Clinical Trials of Human Embryonic Stem Cells Expand

We are seeing the era of full clinical evaluation of stem cell therapies unfold. This week brings an announcement by Advanced Cell Technology in California that the FDA has approved two more clinical trials using human embryonic stem cells (hESC) for retinal transplantation in patients with severe opthamalogic disease. In the laboratory, the stem cells were differentiated into retinal cells. The cells are transplanted, and these initial infusions will asses safety and tolerability of the cells in these individuals. The first FDA-approved clinical trial of hESC was announced last fall by Geron in which the stem cells were differentiated into neuronal cells and transplanted into patients with spinal cord injury, in an attempt to restore motor activity and induce nerve repair. The clinical trials began with the FDA approval of the Geron trial in January, 2009, just after the start of the Obama administration, which had vowed to lift the Bush-era restrictions on research into hESC. An Executive Order was issued in March, 2009, which did exactly that, unambiguously:

For the past 8 years, the authority of the Department of Health and Human Services, including the National Institutes of Health (NIH), to fund and conduct human embryonic stem cell research has been limited by Presidential actions.
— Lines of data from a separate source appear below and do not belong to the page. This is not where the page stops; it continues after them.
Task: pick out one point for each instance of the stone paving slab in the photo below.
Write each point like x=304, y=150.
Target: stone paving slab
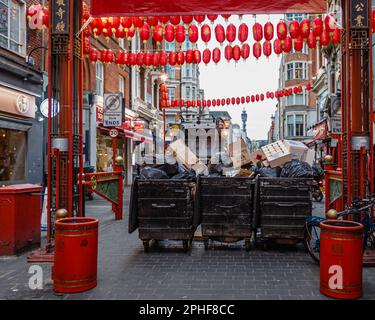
x=126, y=272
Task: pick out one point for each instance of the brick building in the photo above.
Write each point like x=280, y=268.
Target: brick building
x=296, y=113
x=22, y=90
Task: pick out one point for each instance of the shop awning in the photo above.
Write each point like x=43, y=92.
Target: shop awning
x=199, y=7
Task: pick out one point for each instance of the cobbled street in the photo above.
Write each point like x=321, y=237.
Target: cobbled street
x=224, y=272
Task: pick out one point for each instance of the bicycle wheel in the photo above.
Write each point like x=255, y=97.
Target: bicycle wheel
x=312, y=240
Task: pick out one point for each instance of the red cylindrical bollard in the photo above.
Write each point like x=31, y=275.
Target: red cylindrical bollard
x=341, y=251
x=76, y=255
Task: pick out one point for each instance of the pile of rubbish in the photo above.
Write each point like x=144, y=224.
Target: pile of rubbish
x=284, y=159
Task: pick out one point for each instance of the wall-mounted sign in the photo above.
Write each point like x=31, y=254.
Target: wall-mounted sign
x=60, y=16
x=55, y=108
x=112, y=110
x=359, y=14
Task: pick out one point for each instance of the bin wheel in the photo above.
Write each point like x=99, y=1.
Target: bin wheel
x=206, y=244
x=185, y=244
x=247, y=245
x=146, y=246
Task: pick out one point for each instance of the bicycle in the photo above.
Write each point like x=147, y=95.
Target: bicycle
x=312, y=226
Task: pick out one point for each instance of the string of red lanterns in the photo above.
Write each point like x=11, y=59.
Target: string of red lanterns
x=234, y=101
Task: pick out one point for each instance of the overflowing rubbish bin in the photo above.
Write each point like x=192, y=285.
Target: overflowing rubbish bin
x=283, y=204
x=20, y=216
x=164, y=209
x=341, y=257
x=226, y=207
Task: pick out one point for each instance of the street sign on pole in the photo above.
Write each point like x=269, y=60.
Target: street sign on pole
x=112, y=110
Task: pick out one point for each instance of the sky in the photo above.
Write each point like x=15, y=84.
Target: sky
x=244, y=78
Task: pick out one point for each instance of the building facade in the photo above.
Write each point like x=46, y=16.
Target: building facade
x=296, y=113
x=22, y=84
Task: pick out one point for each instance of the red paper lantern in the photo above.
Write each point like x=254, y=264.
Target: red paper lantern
x=120, y=33
x=169, y=33
x=164, y=19
x=304, y=28
x=243, y=32
x=158, y=33
x=126, y=22
x=156, y=59
x=93, y=55
x=220, y=33
x=180, y=58
x=269, y=31
x=298, y=44
x=132, y=59
x=231, y=33
x=144, y=33
x=281, y=30
x=206, y=56
x=140, y=57
x=172, y=58
x=216, y=55
x=311, y=41
x=130, y=33
x=257, y=50
x=226, y=16
x=317, y=27
x=245, y=51
x=257, y=32
x=197, y=56
x=199, y=19
x=180, y=33
x=187, y=19
x=193, y=33
x=206, y=33
x=336, y=36
x=294, y=29
x=288, y=44
x=175, y=20
x=277, y=47
x=152, y=21
x=324, y=38
x=267, y=48
x=147, y=59
x=212, y=17
x=163, y=58
x=189, y=56
x=228, y=52
x=330, y=22
x=138, y=22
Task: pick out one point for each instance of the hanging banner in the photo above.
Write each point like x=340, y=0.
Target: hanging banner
x=199, y=7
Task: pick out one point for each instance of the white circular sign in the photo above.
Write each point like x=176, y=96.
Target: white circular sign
x=44, y=108
x=113, y=133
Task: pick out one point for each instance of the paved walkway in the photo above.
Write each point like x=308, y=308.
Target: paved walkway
x=126, y=272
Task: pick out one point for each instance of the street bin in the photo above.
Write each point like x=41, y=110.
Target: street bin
x=341, y=253
x=226, y=207
x=19, y=218
x=76, y=255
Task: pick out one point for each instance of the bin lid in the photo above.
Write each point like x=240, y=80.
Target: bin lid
x=20, y=188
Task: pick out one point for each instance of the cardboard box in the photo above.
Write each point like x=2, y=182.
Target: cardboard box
x=183, y=154
x=239, y=153
x=277, y=154
x=296, y=148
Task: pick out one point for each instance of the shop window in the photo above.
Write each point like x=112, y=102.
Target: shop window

The purpose of this order is to remove these limitations on scientific inquiry, to expand NIH support for the exploration of human stem cell research, and in so doing to enhance the contribution of America’s scientists to important new discoveries and new therapies for the benefit of humankind.

The full determination of the clinical promise of hESC therapies (or those derived from adult stem cells) will take years. But the field certainly cannot contend with an erratic regulatory climate and unsettled expectations, which is what has happened for nearly a decade.